Stand: EL 37 – ET: 09/2022

Zu Beginn des neuen Jahrtausends haben die IFRS und damit das Konzept zur Bilanzierung von latenten Steuern nach IAS 12 nochmals erheblich an Bedeutung gewonnen. Diese Entwicklung ist u. a. darauf zurückzuführen, dass kap.-marktorientierte UN mit Sitz in einem Mitgliedstaat der EU seit dem 01.01.2005 zur Aufstellung eines KA nach IFRS verpflichtet sind (vgl. Art. 4 der sog. IAS-VO (EG) Nr. 1606/2002 (ABl. EG, L 243/1ff. vom 11.09.2002)). Darüber hinaus erlangten die IFRS in zahlreichen Ländern einen hohen Stellenwert, weil sie sich als RL-Grundsätze in den lokalen Abschlüssen (EA bzw. HB I) durchsetzten und insoweit sich (auch) latente Steuern in diesen RL-Welten etabliert haben. Beachtenswert ist zudem, dass das nach IFRS ermittelte Ergebnis in einigen Jurisdiktionen als Ausgangsgröße für die ertragsteuerliche Gewinnermittlung dient und damit eine wesentliche Grundlage der ertragsteuerlichen Bemessungsgrundlage darstellt.

 

Rn. 3

Stand: EL 37 – ET: 09/2022

Die erwartete Umsetzung der von der OECD (2022) veröffentlichten Regelungen zu "Pillar Two – Tax Challenges Arising from the Digitalisation of the Economy" könnte ferner dazu führen, dass die IFRS in den kommenden Jahren einen größeren Einfluss auf die Besteuerung von UN erlangen.

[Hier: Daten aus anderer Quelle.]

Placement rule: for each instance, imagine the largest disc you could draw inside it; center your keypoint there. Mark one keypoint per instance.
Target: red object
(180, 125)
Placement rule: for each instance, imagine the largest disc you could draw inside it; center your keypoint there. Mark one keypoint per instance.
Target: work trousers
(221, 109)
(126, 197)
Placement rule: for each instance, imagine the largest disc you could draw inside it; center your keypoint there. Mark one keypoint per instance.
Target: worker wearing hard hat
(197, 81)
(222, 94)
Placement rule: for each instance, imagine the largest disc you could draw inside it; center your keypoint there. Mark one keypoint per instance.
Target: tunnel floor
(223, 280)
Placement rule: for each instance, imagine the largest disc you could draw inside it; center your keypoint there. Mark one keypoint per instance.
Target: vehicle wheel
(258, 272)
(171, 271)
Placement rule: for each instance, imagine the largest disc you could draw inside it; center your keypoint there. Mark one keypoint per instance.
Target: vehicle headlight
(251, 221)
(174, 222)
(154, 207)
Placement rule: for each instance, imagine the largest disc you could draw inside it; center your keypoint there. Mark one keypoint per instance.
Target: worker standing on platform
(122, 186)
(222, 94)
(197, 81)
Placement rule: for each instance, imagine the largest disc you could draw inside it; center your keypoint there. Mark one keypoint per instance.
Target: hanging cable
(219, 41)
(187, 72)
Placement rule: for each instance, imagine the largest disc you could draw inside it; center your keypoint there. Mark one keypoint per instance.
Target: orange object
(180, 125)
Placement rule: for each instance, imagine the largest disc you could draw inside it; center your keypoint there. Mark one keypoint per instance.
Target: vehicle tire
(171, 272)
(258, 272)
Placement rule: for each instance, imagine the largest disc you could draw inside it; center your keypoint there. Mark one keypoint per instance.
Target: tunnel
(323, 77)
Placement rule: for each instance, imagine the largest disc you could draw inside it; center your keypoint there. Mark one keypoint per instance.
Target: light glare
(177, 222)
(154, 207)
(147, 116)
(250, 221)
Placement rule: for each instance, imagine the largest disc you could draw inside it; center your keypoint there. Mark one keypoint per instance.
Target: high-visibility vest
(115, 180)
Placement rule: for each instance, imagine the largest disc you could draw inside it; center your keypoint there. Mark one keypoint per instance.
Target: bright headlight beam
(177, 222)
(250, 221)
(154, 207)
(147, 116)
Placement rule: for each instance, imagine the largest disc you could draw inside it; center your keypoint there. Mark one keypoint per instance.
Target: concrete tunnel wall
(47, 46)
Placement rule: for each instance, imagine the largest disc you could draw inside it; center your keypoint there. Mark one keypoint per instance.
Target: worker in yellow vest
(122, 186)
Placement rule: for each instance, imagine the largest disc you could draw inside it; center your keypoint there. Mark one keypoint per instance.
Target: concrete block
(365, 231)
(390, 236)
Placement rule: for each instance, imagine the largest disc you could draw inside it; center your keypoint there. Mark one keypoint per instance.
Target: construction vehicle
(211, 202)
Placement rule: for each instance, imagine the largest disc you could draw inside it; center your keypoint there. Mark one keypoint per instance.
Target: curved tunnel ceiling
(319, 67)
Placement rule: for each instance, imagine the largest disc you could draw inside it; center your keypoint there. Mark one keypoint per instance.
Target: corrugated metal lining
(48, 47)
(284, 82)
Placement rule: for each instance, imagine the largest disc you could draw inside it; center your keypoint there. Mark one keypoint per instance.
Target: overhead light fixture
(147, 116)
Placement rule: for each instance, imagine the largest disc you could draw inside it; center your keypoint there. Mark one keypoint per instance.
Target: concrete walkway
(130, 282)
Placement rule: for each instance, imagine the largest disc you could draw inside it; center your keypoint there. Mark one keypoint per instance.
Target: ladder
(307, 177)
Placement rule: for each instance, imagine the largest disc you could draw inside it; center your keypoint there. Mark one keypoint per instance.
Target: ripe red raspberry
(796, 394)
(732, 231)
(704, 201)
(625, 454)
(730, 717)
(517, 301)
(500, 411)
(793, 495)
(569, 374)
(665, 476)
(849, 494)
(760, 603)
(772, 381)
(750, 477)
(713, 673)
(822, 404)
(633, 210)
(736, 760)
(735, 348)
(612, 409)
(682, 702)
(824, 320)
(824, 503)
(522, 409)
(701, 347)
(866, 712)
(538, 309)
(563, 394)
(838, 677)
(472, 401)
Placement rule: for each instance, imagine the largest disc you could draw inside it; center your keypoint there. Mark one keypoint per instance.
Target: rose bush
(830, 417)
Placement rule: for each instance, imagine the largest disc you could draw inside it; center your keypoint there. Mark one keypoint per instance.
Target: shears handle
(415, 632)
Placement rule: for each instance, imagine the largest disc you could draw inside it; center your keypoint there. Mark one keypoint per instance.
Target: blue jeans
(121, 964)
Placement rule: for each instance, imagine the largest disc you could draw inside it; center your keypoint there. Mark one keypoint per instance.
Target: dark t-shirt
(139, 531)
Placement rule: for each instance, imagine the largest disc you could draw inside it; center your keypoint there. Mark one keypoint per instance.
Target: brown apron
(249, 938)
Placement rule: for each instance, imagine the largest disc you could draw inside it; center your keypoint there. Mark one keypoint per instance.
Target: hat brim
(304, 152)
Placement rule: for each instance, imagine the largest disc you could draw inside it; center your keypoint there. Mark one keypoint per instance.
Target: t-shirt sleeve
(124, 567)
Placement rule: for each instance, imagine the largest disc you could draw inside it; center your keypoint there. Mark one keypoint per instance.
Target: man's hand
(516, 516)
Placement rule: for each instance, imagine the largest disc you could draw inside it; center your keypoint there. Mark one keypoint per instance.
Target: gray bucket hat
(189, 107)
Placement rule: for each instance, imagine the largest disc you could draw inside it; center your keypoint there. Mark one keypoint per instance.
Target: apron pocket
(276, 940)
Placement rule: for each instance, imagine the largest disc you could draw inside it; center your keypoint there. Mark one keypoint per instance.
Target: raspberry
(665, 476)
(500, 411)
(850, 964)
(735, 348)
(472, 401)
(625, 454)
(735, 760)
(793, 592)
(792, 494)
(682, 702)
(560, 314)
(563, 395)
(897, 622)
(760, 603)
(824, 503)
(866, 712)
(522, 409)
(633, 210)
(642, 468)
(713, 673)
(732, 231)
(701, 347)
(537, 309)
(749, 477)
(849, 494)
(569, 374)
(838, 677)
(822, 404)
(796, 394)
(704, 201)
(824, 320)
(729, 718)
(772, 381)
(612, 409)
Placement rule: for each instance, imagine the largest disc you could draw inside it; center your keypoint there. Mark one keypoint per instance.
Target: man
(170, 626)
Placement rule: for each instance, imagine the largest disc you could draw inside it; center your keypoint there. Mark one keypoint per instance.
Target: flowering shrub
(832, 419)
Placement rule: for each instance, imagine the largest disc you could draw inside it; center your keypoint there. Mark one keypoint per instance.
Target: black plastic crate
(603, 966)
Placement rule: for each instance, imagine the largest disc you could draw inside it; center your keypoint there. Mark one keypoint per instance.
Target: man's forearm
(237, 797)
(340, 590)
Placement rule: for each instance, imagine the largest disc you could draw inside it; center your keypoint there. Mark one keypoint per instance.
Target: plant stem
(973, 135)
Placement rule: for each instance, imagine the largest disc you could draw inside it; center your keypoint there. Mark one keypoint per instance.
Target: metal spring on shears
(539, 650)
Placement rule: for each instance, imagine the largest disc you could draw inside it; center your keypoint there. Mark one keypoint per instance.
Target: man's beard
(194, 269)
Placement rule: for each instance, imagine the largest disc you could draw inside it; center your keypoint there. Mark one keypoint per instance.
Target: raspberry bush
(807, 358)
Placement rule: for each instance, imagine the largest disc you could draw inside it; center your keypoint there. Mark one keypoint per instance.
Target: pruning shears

Sollten nationale Besteuerungsregime umfassend auf die Regelungen der IFRS zurückgreifen, könnte dies die gegenwärtig bestehenden Abweichungen zwischen Handels- und Steuerrecht verringern oder gänzlich beseitigen. Gleichwohl ist es sehr wahrscheinlich, dass latente Steuern selbst bei vollständiger Umsetzung der vorgeschlagenen Neuregelungen zu "Pillar Two" durch nationale Steuergesetzgeber integraler Bestandteil aller RL-Standards weltweit bleiben werden.